Switching the hypoxic response on and off in plants

Hypoxia significantly impacts plant metabolism and growth by disrupting mitochondrial respiration, and oxygen sensing plays a vital role in regulating responses to low oxygen conditions. Plants sense oxygen through the N-degron pathway, involving plant cysteine oxidases (PCOs) that oxidize the ethylene response factors belonging to group VII (ERF-VIIs), leading to their degradation under normoxia. Under hypoxic conditions, PCO activity decreases, stabilizing ERF-VII proteins and activating the transcription of hypoxia-responsive genes to adapt to oxygen limitation. Recent research highlights additional factors, including the MBR1/MED25 complex, ERF-VII phosphorylation, and the integration of energy and oxygen signals via the target of rapamicin pathway, which fine-tune the hypoxic response.
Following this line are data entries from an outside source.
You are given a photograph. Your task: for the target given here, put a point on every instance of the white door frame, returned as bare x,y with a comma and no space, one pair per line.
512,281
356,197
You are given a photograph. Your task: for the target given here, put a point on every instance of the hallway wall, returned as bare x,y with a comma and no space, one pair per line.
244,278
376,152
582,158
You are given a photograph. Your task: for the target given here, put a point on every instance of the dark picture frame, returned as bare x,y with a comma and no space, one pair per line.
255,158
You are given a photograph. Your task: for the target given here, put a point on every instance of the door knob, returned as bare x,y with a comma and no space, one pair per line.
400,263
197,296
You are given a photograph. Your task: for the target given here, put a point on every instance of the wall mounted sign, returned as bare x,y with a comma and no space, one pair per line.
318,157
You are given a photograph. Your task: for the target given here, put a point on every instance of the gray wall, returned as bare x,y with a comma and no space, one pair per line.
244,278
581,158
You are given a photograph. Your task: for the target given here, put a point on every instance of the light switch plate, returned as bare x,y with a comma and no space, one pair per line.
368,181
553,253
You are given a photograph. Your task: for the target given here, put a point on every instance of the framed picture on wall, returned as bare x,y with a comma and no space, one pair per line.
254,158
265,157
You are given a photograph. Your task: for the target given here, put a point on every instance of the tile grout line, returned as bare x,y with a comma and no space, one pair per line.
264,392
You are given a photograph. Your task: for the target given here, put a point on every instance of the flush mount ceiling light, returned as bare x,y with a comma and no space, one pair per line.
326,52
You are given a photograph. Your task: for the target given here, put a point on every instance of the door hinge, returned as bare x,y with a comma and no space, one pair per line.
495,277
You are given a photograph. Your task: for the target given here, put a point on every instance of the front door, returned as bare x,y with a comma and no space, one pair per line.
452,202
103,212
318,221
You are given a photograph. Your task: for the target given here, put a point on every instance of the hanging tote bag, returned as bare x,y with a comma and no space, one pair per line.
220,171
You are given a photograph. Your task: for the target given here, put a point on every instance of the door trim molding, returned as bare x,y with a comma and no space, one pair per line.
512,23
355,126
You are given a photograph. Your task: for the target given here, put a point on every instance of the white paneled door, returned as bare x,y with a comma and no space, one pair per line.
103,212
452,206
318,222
Upon reoxygenation, PCOs restore activity and degrade ERF-VII, but this degradation is delayed, possibly due to reactive oxygen species inhibiting PCO function. Repressive factors such as HRA1 and ORA59 also modulate ERF-VII activity to suppress HRG expression. The response of the plant to hypoxia also involves a sophisticated network of molecular signals, including calcium signalling and the redox-modulatory role of phytoglobins and nitric oxide. Despite significant progress, much remains unknown about plant hypoxia, as its complex, spatiotemporal nature affects not only environmental adaptation but also development and plant–microbe interactions, necessitating intricate regulatory mechanisms.